Affaire Cédric Prizzon : violences, masculinisme et droits des pères
1. Contexte de l’affaire
Cédric Prizzon, 42 ans, ancien policier, a été interpellé le 25 mars 2026 au Portugal avec ses deux enfants après avoir tué son ex‑conjointe Audrey Cavalié et sa compagne actuelle Angela Legobien‑Cadillac en Aveyron. Ses actions sont décrites comme des féminicides motivés par une idéologie de haine des femmes, liée à des mouvements masculinistes, notamment les droits des pères
2. Historique des violences
- 2021 : enlèvement de son fils, suivi d’une surveillance électronique à domicile et retrait du droit de garde.
- 2023 : condamnation à 18 mois de prison et deux ans de sursis probatoire pour harcèlement de son ex‑conjointe sur les réseaux sociaux, avec manifestations devant l’Hôtel de Ville de Villefranche‑de‑Rouergue et grève de la faim devant le tribunal de Rodez
- 2024 : nouvelles condamnations pour violences et non‑représentation d’enfant, toujours non détaillées dans la presse (basta.media)
- 2025 : mise en examen d’un lycéen incel par le PNAT, illustrant la prise de conscience de la menace masculiniste par les autorités (blogs.mediapart.fr)
3. Implication dans les mouvements masculinistes
Prizzon s’est identifié à des réseaux proches du mouvement des droits des pères, qui revendiquent une domination masculine et accusent les femmes de causer des injustices, notamment en matière de garde d’enfants. Le Haut Conseil à l’Égalité (HCE) a souligné que ces réseaux sont structurés, dangereux et violents (haut-conseil-egalite.gouv.fr)
Les droits des pères sont présentés comme un mouvement masculiniste qui, selon le HCE, normalise la violence et défend une vision patriarcale de la société.
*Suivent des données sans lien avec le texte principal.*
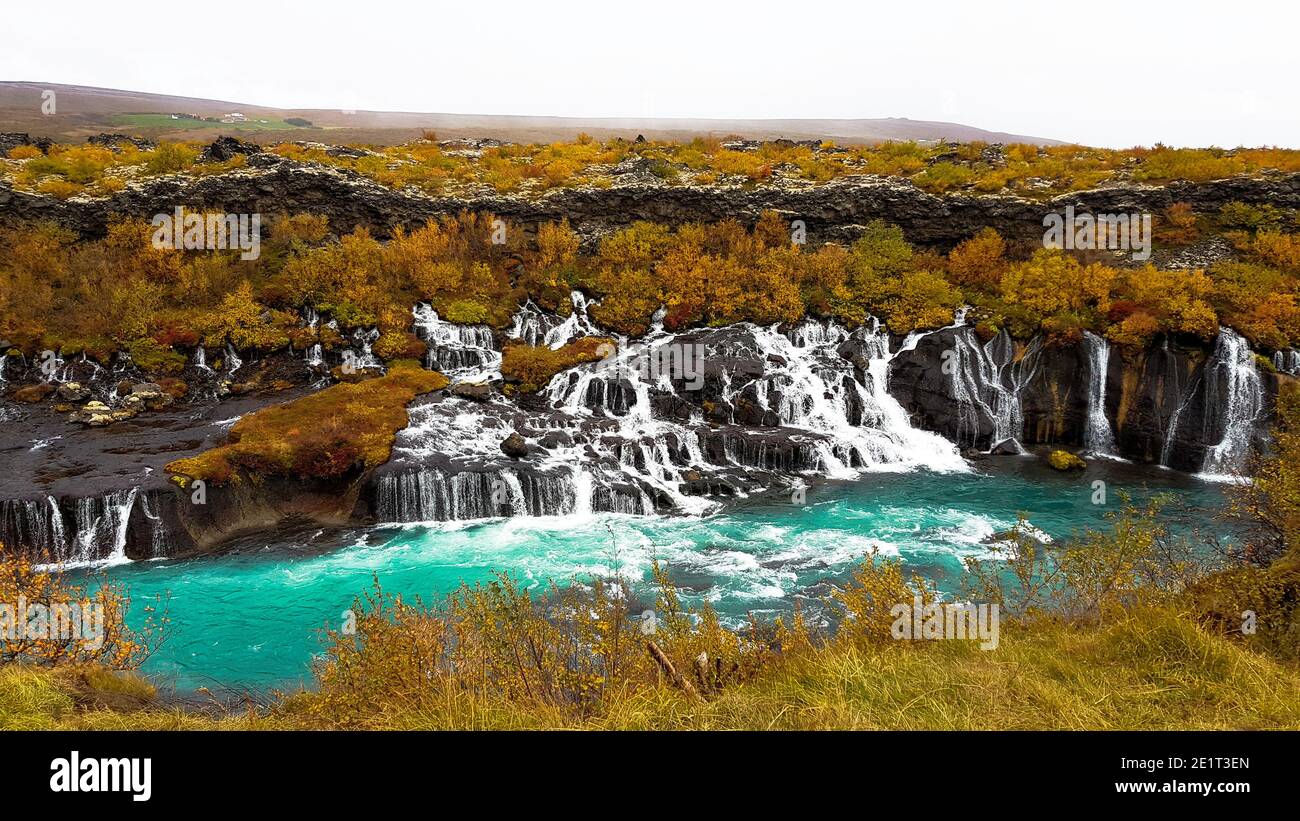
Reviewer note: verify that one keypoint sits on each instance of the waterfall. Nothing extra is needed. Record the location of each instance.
(1233, 387)
(663, 422)
(987, 382)
(1099, 439)
(364, 356)
(98, 528)
(532, 326)
(315, 356)
(819, 395)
Le HCE a appelé à la saisine du Parquet national antiterroriste (PNAT) pour traiter l’affaire comme une menace de sécurité publique (midilibre.fr)
4. Réactions institutionnelles
- Haut Conseil à l’Égalité : a publié un communiqué le 2 avril 2026 demandant la saisine du PNAT, appelant à un « électrochoc » face à la menace masculiniste et à la mise en place d’un observatoire national du masculinisme (haut-conseil-egalite.gouv.fr)
- Parquet national antiterroriste : a refusé de se saisir de l’affaire, ce qui a été interprété comme une banalisation de la violence contre les femmes et un signal d’alerte sur la nécessité de traiter ces actes comme du terrorisme misogyne (humanite.fr)
- DGSI : mentionnée comme ayant un bureau dédié au suivi des masculinistes et incels, mais réduisant parfois ces mouvements à des catégories « lookistes » (blogs.mediapart.fr)
5. Impact médiatique et social
Prizzon a maintenu une présence active sur Facebook et TikTok, publiant des vidéos de harcèlement et de menaces, et a participé à des manifestations devant des mairies et tribunaux. Ses publications ont été décrites comme incitant à l’action violente contre les femmes et le féminisme (basta.media)
Les médias locaux, tels que ici Occitanie, ont couvert l’affaire en soulignant la normalisation de la violence par la médiatisation, tandis que le HCE a insisté sur la nécessité de traiter ces faits avec rigueur et de reconnaître la radicalisation masculiniste comme une menace pour la sécurité publique (haut-conseil-egalite.gouv.fr)
6. Conclusion
L’affaire Cédric Prizzon illustre un continuum de violences sexistes motivées par une idéologie masculiniste, avec des actions violentes contre les femmes et un engagement dans les droits des pères. Les institutions françaises ont réagi en appelant à une prise en charge renforcée, mais le refus du PNAT de se saisir de l’affaire a suscité des critiques quant à la gouvernance de la sécurité publique face aux menaces misogynes.